Что касается благодарности животных (ибо мне кажется, что это слово вполне применимо к ним), то достаточно привести один пример, о котором сообщает Апион и свидетелем которого он был. [461] Однажды, рассказывает он, когда в Риме для народного увеселения был устроен бой редких зверей, главным образом львов необыкновенной величины, среди них привлек общее внимание один лев, выделявшийся своим свирепым видом, силой, огромными размерами и грозным рычанием. Среди рабов, которые были выбраны для сражения с этими львами, находился некий Андрод, родом из Дакии, принадлежавший одному римскому вельможе, имевшему звание консула. Названный лев, издали увидев Андрода, внезапно остановился и словно замер от восторга. Потом он ласково, кротко и мирно приблизился к нему, как бы стараясь распознать его. Убедившись, что это был тот, кого он искал, он принялся вилять хвостом, как это делают собаки, приветствуя своих хозяев, целовать и лизать руки и ноги этого несчастного раба, который дрожал от страха и был сам не свой. Но через некоторое время, убедившись в доброжелательности льва, Андрод собрался с духом и открыл глаза, чтобы рассмотреть его, и тут произошло нечто необыкновенное. К неописуемому удовольствию публики, лев и раб стали приветствовать и ласкать друг друга. При виде этого народ стал испускать радостные крики, приветствовать это зрелище. Тогда император велел позвать раба и приказал ему объяснить причину такого странного происшествия.
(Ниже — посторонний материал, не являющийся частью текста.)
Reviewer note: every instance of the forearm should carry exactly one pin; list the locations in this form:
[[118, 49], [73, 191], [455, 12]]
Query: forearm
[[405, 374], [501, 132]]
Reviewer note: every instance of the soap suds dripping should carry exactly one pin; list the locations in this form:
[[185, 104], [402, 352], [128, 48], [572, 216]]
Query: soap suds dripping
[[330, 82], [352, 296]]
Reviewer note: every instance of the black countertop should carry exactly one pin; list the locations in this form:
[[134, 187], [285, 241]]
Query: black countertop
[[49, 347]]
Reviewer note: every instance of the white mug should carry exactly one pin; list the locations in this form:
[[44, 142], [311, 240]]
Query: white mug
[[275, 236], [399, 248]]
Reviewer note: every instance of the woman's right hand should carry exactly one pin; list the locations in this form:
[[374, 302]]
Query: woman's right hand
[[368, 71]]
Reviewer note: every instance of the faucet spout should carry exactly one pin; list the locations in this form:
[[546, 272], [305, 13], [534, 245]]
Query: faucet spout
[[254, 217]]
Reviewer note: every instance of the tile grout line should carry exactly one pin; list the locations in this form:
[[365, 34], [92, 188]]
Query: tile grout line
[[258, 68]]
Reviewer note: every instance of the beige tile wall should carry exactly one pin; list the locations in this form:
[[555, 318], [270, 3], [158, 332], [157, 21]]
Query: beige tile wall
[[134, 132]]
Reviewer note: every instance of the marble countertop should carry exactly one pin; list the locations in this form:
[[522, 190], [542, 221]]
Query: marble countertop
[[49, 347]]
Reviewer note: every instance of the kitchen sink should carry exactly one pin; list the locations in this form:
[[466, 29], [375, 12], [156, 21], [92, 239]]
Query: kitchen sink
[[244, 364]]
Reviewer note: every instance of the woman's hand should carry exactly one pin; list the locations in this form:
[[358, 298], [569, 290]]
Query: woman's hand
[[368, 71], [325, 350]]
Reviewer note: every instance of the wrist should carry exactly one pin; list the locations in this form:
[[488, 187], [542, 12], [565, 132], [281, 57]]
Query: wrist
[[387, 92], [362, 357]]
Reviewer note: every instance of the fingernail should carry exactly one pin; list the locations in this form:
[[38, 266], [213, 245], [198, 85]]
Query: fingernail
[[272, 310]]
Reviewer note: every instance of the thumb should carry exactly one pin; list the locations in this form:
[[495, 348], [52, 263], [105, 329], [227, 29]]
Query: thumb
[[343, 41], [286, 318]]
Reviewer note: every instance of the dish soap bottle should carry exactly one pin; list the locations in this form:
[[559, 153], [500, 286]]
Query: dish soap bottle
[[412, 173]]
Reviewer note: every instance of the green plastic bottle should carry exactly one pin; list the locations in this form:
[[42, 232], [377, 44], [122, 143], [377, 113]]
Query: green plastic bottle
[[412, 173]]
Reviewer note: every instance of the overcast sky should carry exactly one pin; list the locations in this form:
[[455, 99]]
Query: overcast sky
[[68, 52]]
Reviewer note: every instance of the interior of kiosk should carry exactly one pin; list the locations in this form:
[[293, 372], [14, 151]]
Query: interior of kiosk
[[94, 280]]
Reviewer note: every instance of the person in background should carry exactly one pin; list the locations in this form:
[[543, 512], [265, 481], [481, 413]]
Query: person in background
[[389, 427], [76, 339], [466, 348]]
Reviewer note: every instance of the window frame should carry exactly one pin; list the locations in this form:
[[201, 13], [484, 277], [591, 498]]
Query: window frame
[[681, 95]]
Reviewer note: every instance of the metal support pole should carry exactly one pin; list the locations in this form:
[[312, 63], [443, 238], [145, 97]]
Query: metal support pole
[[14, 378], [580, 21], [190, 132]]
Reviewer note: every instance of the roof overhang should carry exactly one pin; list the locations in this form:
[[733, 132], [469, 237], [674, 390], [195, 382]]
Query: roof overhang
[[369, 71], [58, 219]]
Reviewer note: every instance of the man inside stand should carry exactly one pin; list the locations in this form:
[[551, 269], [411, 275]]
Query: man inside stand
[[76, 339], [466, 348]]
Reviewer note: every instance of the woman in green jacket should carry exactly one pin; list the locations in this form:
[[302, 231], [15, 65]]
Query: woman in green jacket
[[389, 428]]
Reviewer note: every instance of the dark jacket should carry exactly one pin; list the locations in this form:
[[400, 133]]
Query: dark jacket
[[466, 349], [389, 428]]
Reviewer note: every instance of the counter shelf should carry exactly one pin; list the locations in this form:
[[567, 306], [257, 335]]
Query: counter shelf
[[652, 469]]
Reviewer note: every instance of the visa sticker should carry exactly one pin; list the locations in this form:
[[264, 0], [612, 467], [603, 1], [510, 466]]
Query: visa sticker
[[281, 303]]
В ответ на это раб рассказал следующую, дотоле неизвестную и примечательную историю.
461
Апион — грамматик из Александрии, живший при Тиберии и Клавдии в Риме. — Сообщаемый эпизод см. у Авла Геллия, V, 14. — Согласно Элиану (О природе животных, VIII, 48), упоминаемый дальше раб назывался Андроклом.
«Когда мой хозяин, — сообщил раб, — был проконсулом в Африке, он ежедневно так нещадно бил меня и обращался со мной так жестоко, что я вынужден был скрыться и бежать от него. Желая спрятаться в надежном месте от такого могущественного человека, я задумал бежать в пустынную и необитаемую часть Африки, решив, что если не найду там пропитания, то уж как-нибудь сумею покончить с собой. Солнце в тех краях жгло необычайно, жара стояла невыносимая, и потому, увидев укромную и недоступную пещеру, я поспешил спрятаться в нее. Некоторое время спустя в пещеру явился этот самый лев с окровавленной лапой, стонавший и изнывавший от боли. Его появление сильно испугало меня, но он, увидев, что я забился в угол логова, кротко приблизился ко мне, протягивая мне свою раненую лапу и как бы моля о помощи. Несколько освоившись с ним, я вытащил у него из раны большую занозу и, массируя рану, вынул попавшую в нее грязь и тщательно прочистил и вытер лапу. Почувствовав сразу облегчение от мучившей его боли, лев заснул, продолжая, однако, держать свою лапу в моих руках. С тех пор мы прожили с ним в этой пещере целых три года, питаясь одной и той же пищей: обычно он уходил на добычу и приносил мне лучшие куски от пойманных им зверей; за отсутствием огня, я жарил их на солнце и питался ими. Под конец эта грубая и дикая жизнь надоела мне, и однажды, когда лев, как обычно, отправился на охоту, я покинул пещеру и через три дня был схвачен воинами, которые доставили меня из Африки в этот город к моему господину. Он тотчас же приговорил меня к смерти и велел отдать меня на растерзание зверям. Очевидно, вскоре после того, как я был схвачен, пойман был и этот лев, который сейчас старался отблагодарить меня за оказанное ему благодеяние — за исцеление, которое я принес ему».